La città proibita: recensione

Dopo aver mischiato il genere crime con il cinecomic grazie a Lo chiamavano Jeeg Robot e aver congiunto il film di guerra con fantasie spielberghiane, comunque sempre legate al mondo dei fumetti, con Freaks Out, il regista italiano Gabriele Mainetti, giunto alla sua terza opera, decide di far incontrare il sentimentalismo capitolino con il genere arti marziali, quello tanto caro alla settima arte cinese, o meglio hongkonghese.


Grazie a La città proibita (da non confondere con il film storico di Zhang Yimou del 2006) si cerca quindi tale approccio, narrando una storia che porta al proprio cospetto elementi come la vendetta, lo sguardo sociale e la convivenza tra razze, argomenti su cui il buon Mainetti intende giostrare la sua opera numero tre.

La storia è quella della giovane Mei (Yaxi Liu), nata e cresciuta in Cina con un padre maestro di arti marziali e tenuta nascosta per le rigide leggi del suo paese, che non consente la nascita di secondogeniti.

Trovatasi a Roma clandestinamente, la ragazza è alla ricerca della scomparsa sorella maggiore, la quale lavorava per conto del potente Wang (Shanshan Chunyu).
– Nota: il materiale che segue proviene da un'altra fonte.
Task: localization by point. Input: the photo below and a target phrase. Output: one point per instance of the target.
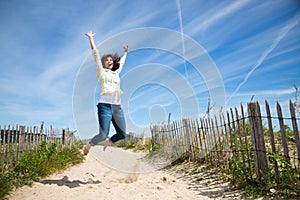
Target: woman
(109, 108)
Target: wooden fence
(249, 138)
(15, 140)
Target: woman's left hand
(125, 47)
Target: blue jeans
(110, 113)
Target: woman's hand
(125, 47)
(90, 34)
In fuga dagli uomini di quest’ultimo, va poi incontro a Marcello (Enrico Borello), gestore di un ristorante assieme alla madre Lorella (Sabrina Ferilli) nonché conoscente del boss di zona Annibale (Marco Giallini); il padre di Marcello, Alfredo (Luca Zingaretti), sembra essere infatti fuggito proprio con la sorella di Mei.

L’incontro scontro tra queste culture li porterà verso una strada che farà luce su determinate verità, tra combattimenti all’ultimo sangue e la nascita di un sentimento impensabile come l’amore.
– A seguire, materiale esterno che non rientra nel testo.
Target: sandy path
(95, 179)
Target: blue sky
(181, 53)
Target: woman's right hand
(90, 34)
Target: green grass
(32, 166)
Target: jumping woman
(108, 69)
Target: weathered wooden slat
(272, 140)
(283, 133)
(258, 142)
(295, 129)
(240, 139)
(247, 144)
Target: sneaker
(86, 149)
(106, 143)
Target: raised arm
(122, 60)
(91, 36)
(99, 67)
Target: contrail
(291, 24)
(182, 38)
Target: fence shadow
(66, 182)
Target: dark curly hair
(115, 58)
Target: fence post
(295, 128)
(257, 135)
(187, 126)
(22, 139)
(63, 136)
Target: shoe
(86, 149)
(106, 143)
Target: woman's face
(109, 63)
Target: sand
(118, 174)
Cavalcando come sempre il cinema italiano, utilizzando uno sguardo che unisce spettacolo internazionale a stilemi del nostro panorama, Mainetti grazie a La città proibita firma una nuova piccola lezione di cinema nei confronti del nostro pensiero su come realizzare una pellicola; difficilmente avremmo immaginato ai giorni nostri la visione di un film italiano che potesse mostrare combattimenti a suon di arti marziali, coreografati alla perfezione e che non stonano neanche se confrontati con opere internazionali del caso.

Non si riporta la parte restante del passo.